石野久男の発言 (外務委員会)
⚠️ コピーしたテキストを転載する際は、転載元URL(kokkai-data.com)および原典URL(kokkai.ndl.go.jp)を必ず残してください。発言内容の改変・出典削除は禁止です。
詳細は利用規約をご確認ください。
○石野委員 ジョンソンが明確に場所はどこでもよいということを言った。それがもう声明を演説してから半月になっています。ただ場所のことでなかなか応諾をしないということになりますと、これが皆さんと相談の上で云々というならいいけれども、この戦争を終わらせるために米国はいかなる場所にでも代表を送る用意がある、こう言っておりますから、私どもとすると、どうも当時言った気持ちと現在のアメリカの考え方との中には違ったものがあるのではないかという疑念を持ちます。

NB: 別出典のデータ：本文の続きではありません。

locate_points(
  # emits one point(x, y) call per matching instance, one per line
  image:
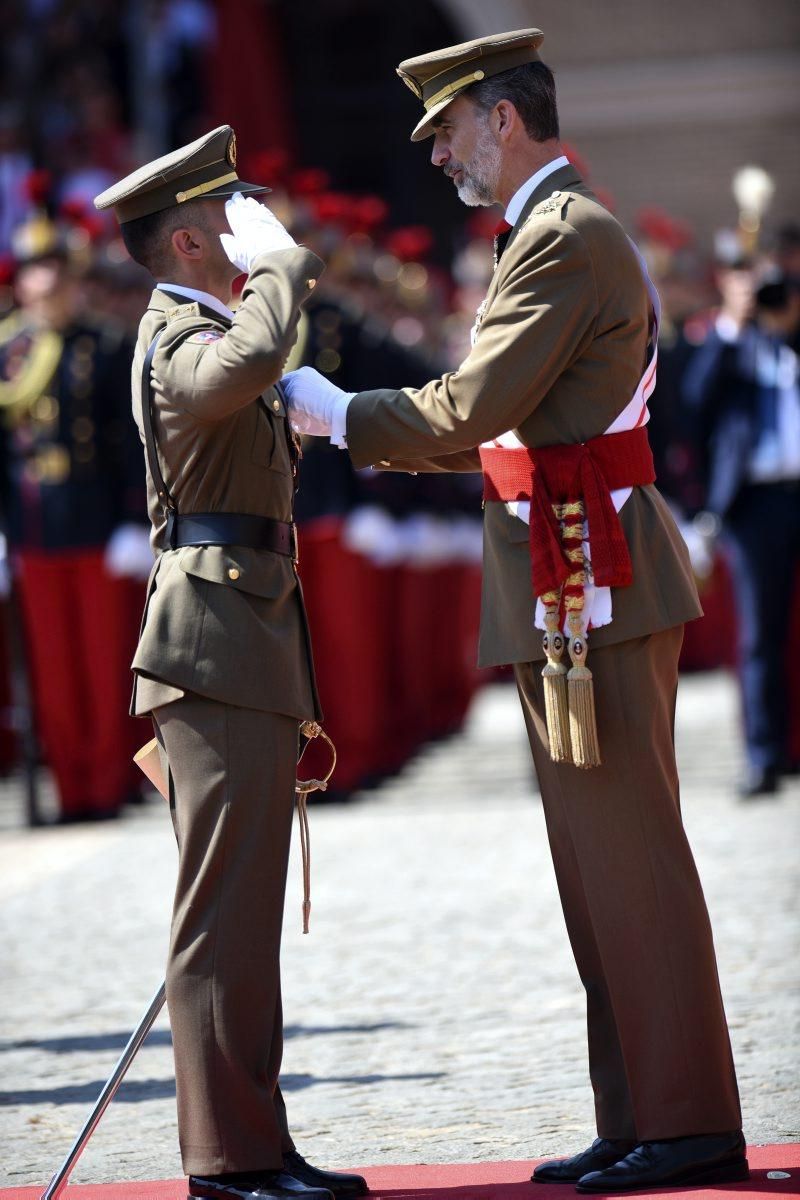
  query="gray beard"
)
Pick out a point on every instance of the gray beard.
point(479, 185)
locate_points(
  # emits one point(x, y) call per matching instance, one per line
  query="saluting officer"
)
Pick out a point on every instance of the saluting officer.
point(554, 395)
point(223, 664)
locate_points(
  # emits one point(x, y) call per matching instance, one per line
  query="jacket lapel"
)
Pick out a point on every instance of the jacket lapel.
point(161, 300)
point(564, 179)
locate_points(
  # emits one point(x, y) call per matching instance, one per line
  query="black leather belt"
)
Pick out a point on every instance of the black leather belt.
point(208, 528)
point(232, 529)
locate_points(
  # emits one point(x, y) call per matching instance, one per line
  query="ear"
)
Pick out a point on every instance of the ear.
point(506, 119)
point(185, 244)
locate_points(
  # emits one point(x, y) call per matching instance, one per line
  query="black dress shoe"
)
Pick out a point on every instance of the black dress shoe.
point(758, 781)
point(683, 1162)
point(600, 1155)
point(331, 1181)
point(252, 1186)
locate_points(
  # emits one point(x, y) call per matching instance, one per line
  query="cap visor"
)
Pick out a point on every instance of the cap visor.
point(425, 129)
point(235, 185)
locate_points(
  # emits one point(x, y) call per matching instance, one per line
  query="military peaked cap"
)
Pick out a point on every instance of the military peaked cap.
point(204, 168)
point(437, 78)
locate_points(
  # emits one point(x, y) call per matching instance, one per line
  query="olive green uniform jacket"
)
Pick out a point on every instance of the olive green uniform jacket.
point(224, 622)
point(559, 354)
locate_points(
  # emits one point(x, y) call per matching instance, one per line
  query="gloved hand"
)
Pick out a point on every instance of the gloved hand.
point(128, 553)
point(316, 405)
point(254, 231)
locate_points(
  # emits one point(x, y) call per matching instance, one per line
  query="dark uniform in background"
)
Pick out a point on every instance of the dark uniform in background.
point(70, 453)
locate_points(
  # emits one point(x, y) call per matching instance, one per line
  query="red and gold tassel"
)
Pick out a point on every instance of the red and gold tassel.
point(581, 694)
point(557, 713)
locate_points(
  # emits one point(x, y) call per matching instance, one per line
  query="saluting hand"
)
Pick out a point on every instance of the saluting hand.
point(316, 405)
point(254, 231)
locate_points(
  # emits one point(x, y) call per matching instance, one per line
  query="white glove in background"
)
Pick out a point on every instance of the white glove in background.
point(316, 405)
point(254, 231)
point(128, 553)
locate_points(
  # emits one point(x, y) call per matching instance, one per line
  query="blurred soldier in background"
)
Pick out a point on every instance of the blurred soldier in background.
point(743, 389)
point(73, 513)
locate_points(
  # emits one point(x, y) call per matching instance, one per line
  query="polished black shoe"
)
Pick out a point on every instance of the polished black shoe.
point(758, 781)
point(683, 1162)
point(252, 1186)
point(331, 1181)
point(600, 1155)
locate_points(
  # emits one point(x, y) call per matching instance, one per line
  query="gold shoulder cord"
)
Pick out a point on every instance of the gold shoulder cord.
point(310, 730)
point(19, 394)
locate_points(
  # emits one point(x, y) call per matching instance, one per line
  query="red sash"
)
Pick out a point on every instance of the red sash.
point(587, 473)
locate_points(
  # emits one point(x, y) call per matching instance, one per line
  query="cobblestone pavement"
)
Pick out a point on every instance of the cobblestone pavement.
point(434, 1013)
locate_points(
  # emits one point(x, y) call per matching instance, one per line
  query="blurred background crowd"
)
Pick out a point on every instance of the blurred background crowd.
point(690, 151)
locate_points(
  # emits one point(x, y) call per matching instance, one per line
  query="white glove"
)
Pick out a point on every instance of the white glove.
point(254, 231)
point(128, 553)
point(316, 405)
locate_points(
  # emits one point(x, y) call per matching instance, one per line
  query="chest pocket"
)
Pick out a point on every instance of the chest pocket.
point(270, 447)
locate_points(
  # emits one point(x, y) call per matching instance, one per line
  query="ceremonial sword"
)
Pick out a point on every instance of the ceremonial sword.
point(148, 760)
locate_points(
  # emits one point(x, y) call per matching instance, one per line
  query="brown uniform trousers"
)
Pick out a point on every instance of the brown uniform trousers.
point(659, 1050)
point(560, 349)
point(223, 666)
point(232, 811)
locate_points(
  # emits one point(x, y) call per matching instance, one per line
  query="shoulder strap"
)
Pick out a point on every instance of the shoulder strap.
point(167, 501)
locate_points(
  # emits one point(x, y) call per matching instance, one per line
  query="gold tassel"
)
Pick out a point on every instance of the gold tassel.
point(554, 675)
point(581, 697)
point(302, 787)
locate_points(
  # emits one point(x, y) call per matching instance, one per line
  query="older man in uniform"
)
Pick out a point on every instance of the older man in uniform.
point(554, 395)
point(223, 664)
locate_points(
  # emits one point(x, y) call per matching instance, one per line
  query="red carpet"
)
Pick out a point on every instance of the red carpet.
point(468, 1181)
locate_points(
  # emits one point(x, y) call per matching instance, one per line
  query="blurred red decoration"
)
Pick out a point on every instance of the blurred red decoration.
point(94, 225)
point(268, 167)
point(657, 226)
point(73, 211)
point(37, 187)
point(310, 181)
point(334, 208)
point(410, 244)
point(7, 268)
point(368, 213)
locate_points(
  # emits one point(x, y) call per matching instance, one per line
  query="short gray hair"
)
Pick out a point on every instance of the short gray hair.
point(530, 89)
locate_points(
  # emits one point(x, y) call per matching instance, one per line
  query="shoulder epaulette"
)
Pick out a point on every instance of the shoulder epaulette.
point(554, 203)
point(182, 310)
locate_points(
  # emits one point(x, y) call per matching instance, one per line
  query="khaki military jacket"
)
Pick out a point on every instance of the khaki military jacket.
point(559, 353)
point(224, 622)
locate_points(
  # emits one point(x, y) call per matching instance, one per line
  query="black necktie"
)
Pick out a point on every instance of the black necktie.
point(501, 235)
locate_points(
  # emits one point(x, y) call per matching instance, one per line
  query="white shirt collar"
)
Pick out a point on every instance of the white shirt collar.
point(517, 202)
point(200, 297)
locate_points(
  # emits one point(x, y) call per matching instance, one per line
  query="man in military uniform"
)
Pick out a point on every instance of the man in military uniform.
point(554, 395)
point(74, 522)
point(223, 664)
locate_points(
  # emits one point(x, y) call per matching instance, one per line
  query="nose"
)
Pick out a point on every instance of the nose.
point(440, 154)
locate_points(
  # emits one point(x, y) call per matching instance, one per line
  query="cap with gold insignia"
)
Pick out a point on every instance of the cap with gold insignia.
point(437, 78)
point(204, 168)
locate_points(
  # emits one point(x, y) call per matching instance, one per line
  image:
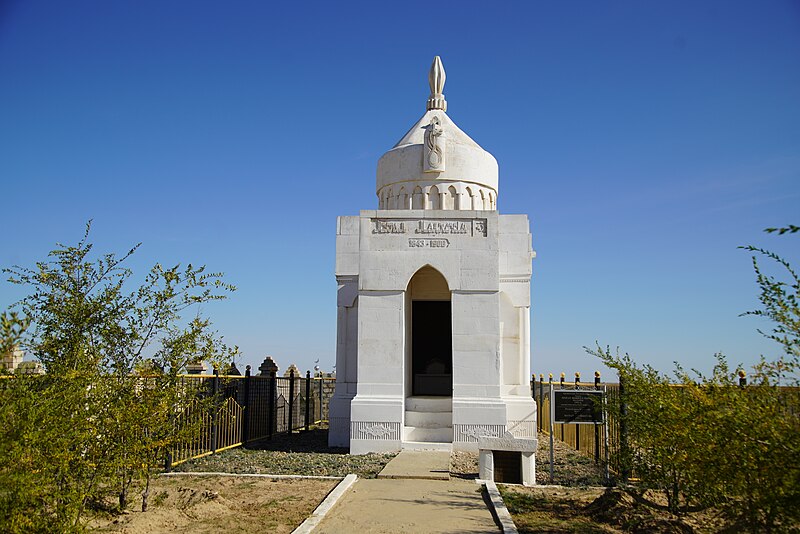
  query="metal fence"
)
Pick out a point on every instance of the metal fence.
point(587, 439)
point(248, 409)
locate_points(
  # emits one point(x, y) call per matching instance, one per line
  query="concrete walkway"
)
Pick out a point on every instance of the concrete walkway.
point(430, 465)
point(412, 494)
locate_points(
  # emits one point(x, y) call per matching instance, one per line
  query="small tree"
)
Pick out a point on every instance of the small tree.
point(706, 441)
point(91, 424)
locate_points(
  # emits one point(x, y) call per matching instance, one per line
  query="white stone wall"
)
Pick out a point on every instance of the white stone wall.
point(485, 259)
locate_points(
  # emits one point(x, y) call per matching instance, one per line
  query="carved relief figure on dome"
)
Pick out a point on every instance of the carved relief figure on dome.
point(433, 154)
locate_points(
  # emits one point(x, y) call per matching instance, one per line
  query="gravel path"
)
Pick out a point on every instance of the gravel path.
point(307, 453)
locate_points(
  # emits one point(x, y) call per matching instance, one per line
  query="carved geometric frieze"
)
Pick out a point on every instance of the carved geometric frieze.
point(374, 430)
point(472, 433)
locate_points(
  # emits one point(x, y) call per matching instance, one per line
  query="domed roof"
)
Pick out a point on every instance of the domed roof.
point(436, 165)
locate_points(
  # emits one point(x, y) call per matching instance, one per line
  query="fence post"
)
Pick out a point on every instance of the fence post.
point(291, 400)
point(214, 410)
point(271, 403)
point(246, 422)
point(308, 400)
point(623, 430)
point(596, 428)
point(577, 427)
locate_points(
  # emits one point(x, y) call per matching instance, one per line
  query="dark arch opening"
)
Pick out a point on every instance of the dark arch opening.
point(431, 334)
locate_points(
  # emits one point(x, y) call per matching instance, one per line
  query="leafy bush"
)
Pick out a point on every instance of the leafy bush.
point(706, 441)
point(92, 425)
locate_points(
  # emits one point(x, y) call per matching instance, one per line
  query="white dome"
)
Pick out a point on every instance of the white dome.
point(436, 165)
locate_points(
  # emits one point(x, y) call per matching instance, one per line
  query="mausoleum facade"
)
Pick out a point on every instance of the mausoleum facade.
point(433, 336)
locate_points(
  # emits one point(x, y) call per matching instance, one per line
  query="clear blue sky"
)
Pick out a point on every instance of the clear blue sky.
point(645, 141)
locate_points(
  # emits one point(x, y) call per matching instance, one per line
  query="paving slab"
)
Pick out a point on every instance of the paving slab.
point(387, 506)
point(430, 465)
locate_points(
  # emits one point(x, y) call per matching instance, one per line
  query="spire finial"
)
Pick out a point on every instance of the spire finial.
point(436, 80)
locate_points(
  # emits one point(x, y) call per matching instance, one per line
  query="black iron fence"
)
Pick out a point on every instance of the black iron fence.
point(590, 440)
point(248, 409)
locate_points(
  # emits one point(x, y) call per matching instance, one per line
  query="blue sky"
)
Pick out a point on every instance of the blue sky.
point(644, 140)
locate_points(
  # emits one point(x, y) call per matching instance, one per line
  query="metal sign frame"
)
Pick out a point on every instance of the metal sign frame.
point(577, 411)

これは、大統領の考え方をわれわれがあれこれ簡単に憶測することはよくないと思いますけれども、しかし、事実は、これだけ言い切った内容を大統領みずからがほごにするということになると、これはやはり戦争終結に対する熱意の問題で私ども疑わなくちゃいけない。ただそれだけではなくて、一方では増兵をする、それは多くても少なくても増兵という事実が出てまいりますれば、これはやはり戦争終結への真意を疑わざるを得ない、こういうふうに考えるのです。こういうような実情に対して、大臣はアメリカのよき相談相手という立場で、こういう不信を買うような大統領の演説に対して、何らかの忠告か何か与えなければならぬのでなかろうかというふうに私は思うのですが、大臣のいまの話だと、ただ大使館など長期にわたるような通信の便だとかなんとかいうことが問題なんだというふうに言います。しかし、私は、それはこの演説の内容を熟読玩味して言えることばのようには思えない。やはりソ連だとかあるいは中国がぺてんじゃないか、こういうふうに言っておることの裏書きになるように思うのです。ハノイはこれを受けるにあたって、アメリカ帝国主義はベトナムを長期に分割し、南ベトナムを彼らみずからの新植民地、軍事基地に変えようと企てておると言い切っておる。そういう考え方から見ると、やはりこの大統領の交渉場所の選定の問題についても判定の下らないということは、やはりぺてんだと見られるよりしかたがないという感じがするのだが、そういう問題について、大臣ふしぎに思わないか。